David Rosenmann-Taub

The Music of David Rosenmann-Taub

Interviews • Remarks on the Piano [On composing for and playing the piano.]

Your music makes extraordinary demands on the pianist. What do you do to prepare yourself to play such works?

What helps me is to practice something much more difficult. In order to jump two meters, there is nothing better than to jump two and a half meters. And if one prepares by jumping three meters, one is very calm when jumping only two. In the case of certain pieces, I take it to the extreme and think like a person who has to jump thirty meters. I sit in my chair, not at the piano, and imagine my hands on the keyboard playing through the piece, but without moving them. That is so extremely difficult that playing the piece on the piano afterwards seems easy. Also, thinking that things are easy or difficult is a habit of mind. To do anything, if you analyze it closely, is very complex; the most insignificant motion represents an enormous number of complicated actions.

What are some unique characteristics of your approach?

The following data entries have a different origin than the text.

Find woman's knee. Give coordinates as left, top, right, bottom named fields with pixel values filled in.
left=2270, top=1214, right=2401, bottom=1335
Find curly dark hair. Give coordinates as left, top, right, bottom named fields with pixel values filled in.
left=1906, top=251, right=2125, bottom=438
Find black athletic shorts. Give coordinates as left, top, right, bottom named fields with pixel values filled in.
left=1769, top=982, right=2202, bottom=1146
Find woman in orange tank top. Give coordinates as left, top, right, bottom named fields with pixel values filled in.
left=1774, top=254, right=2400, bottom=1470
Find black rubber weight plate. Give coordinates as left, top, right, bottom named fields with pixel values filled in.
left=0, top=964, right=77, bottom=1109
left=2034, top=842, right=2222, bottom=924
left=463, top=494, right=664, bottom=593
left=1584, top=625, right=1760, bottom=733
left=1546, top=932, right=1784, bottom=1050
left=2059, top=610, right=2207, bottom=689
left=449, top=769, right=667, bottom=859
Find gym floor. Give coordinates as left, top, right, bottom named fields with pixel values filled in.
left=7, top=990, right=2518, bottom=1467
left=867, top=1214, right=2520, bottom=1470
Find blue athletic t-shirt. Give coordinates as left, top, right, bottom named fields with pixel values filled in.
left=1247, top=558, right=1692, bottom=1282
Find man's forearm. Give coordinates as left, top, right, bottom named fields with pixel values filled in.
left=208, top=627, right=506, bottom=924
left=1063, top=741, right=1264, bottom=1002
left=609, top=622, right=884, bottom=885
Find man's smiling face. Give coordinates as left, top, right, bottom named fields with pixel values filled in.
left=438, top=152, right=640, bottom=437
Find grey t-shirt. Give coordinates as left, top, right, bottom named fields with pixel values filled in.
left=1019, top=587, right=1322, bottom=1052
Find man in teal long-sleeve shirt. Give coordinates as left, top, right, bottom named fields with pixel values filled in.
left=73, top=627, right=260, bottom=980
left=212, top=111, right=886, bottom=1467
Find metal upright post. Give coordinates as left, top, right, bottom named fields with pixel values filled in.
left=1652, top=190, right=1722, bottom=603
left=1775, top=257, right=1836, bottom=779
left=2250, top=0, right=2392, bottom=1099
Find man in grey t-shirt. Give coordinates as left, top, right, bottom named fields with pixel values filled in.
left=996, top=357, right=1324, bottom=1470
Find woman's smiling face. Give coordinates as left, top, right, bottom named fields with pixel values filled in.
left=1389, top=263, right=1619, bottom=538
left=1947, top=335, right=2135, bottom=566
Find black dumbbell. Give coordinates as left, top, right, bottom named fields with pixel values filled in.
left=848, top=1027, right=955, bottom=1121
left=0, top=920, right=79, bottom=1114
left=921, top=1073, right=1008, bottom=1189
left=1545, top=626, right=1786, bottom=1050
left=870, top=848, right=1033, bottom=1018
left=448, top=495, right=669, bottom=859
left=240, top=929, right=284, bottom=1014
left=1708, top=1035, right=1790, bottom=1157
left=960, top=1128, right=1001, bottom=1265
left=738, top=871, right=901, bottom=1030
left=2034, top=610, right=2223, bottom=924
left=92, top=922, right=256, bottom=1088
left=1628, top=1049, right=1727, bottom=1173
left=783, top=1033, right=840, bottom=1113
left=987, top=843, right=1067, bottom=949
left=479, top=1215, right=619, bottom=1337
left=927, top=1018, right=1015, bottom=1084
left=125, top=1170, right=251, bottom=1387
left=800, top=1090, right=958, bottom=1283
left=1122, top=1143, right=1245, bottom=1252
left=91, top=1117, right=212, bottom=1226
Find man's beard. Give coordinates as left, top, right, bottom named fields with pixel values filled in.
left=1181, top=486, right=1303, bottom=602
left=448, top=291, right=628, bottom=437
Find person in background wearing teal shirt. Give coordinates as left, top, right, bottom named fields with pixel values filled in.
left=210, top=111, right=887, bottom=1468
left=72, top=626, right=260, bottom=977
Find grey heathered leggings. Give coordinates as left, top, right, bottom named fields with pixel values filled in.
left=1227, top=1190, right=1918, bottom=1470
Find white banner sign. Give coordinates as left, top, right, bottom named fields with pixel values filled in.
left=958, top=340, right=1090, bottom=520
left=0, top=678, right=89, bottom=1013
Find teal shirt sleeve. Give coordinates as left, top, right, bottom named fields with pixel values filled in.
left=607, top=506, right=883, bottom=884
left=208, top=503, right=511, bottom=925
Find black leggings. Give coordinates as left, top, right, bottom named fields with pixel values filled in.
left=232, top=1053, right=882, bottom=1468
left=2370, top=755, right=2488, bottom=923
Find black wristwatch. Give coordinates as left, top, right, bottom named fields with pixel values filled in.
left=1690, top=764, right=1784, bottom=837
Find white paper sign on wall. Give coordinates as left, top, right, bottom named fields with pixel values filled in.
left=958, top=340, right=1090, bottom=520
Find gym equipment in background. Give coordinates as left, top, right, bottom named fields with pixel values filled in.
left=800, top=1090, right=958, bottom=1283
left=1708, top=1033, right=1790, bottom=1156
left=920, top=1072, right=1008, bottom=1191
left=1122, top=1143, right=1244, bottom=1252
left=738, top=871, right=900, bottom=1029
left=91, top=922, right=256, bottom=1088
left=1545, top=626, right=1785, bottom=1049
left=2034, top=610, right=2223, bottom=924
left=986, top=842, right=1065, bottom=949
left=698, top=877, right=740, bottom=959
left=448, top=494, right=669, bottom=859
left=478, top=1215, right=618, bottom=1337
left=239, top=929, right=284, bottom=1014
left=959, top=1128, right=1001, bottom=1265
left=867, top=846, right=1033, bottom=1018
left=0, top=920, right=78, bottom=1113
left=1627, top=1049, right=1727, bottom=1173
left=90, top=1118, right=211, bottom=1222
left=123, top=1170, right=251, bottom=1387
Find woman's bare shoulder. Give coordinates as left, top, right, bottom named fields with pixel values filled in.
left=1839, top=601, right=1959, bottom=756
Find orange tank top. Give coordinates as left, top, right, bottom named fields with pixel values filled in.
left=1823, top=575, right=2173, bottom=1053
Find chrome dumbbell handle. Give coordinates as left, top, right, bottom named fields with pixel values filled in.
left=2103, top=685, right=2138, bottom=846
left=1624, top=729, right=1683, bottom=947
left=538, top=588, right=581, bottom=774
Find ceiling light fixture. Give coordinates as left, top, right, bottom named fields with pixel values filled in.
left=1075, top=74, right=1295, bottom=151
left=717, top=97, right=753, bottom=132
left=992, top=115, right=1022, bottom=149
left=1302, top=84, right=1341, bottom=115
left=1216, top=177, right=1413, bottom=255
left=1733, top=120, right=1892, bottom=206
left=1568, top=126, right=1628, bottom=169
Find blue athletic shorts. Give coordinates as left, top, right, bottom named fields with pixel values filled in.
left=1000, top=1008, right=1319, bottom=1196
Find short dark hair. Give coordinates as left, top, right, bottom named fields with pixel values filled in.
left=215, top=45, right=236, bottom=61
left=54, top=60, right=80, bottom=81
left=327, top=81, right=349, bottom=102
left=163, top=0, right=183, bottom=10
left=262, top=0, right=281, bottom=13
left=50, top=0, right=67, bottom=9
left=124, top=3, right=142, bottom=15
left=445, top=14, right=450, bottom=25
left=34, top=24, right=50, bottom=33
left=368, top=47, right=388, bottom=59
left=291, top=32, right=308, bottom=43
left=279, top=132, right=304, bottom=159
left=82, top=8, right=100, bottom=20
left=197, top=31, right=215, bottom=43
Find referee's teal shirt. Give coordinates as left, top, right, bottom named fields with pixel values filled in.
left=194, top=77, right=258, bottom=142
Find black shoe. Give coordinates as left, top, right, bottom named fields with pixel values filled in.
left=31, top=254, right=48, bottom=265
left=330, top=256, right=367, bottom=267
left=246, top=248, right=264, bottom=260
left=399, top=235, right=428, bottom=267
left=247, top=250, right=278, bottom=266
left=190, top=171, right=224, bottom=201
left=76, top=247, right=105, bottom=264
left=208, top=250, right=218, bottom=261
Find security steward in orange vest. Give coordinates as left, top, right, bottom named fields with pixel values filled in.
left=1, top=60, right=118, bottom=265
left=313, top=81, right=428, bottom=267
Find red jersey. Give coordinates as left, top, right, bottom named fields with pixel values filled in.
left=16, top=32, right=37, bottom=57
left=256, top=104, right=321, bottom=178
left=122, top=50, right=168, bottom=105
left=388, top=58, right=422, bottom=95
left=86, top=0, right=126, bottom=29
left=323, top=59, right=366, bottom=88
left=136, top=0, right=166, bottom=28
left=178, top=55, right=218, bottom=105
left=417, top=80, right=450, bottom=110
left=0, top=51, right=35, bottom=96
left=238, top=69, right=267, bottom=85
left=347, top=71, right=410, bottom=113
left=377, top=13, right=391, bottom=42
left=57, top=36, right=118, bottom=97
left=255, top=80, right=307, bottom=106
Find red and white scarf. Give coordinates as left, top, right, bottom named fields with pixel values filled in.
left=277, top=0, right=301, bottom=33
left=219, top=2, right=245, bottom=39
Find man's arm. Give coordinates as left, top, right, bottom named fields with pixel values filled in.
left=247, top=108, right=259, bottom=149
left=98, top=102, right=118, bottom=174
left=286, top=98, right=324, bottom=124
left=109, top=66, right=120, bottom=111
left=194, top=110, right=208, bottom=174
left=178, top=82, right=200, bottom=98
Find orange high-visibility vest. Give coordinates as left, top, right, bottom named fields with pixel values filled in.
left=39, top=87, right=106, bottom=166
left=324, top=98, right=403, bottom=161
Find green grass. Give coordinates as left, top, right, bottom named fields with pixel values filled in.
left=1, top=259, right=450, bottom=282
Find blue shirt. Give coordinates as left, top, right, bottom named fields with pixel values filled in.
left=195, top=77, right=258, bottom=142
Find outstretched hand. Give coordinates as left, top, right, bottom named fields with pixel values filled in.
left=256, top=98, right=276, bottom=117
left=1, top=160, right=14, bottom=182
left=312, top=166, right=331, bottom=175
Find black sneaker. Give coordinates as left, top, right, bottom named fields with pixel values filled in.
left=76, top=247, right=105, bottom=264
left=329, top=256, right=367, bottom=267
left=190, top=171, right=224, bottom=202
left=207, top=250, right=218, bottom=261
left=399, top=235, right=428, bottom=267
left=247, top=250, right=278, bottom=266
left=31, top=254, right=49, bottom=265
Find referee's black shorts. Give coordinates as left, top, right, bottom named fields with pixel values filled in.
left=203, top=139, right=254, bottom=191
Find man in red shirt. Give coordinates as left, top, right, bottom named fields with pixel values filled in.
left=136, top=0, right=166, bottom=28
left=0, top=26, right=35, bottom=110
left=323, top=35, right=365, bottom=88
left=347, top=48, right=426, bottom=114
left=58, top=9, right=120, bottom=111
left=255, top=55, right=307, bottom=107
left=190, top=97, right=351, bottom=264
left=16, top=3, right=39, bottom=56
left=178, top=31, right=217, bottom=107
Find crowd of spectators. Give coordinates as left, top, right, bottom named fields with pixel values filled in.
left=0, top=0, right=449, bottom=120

One technique that appears in many of my pieces is to play two notes almost, but not quite, together. To do this in a maudlin fashion is one way that bad interpreters murder Chopin. I use it when I need a different kind of expression than can be obtained by sounding two notes together, such as a state of vacillation or insecurity. For example, in Sonatinas de Amistad, it creates an atmosphere where everything seems broken. I also use it to show a certain type of agreement being reached, since one of the things I like in life is that sometimes by a miracle, we do come into accord. In Ontogenia, such an agreement is reached, but haltingly; not with everyone singing at the same time, but instead like a vague disagreement, which at moments becomes an agreement. First, someone says: "Oh, I understand." Then another: "Yes, I understand, too." It is very difficult to play this disagreement, however: the intepreter must express with certainty that state of uncertainty, must describe with confidence the lack of confidence. It's much easier to march in unison like soldiers than to march a little bit in disorder, in an orderly disorder.

What led to your compositions for multiple pianos?

I have always thought of the piano as an autonomous instrument, one that doesn't always mix well with other instruments that also have strong personalities. In general, I don't enjoy piano concertos; they have always seemed to me to be created for the pianist to show off. But combining piano with piano is different; it gives the piano an expanded territory. The sonority of two or more pianos is for me like a new instrument.

What music for piano has had special value for you?

The Well-Tempered Clavier and the English and French Suites of J.S. Bach (on the piano, not the harpsichord), certain sonatas of Haydn and Beethoven, the Nocturnes and Mazurkas of Chopin, the Preludes and Éloge of Debussy, the Ludus Tonalis of Hindemith, the Twenty-four Preludes and Fugues of Shostakovich, the Twenty-four Fugues of Hans Gál, the Sonata of Stravinsky, Almería of Albéniz, the Tales of an old Grandmother by Prokofiev.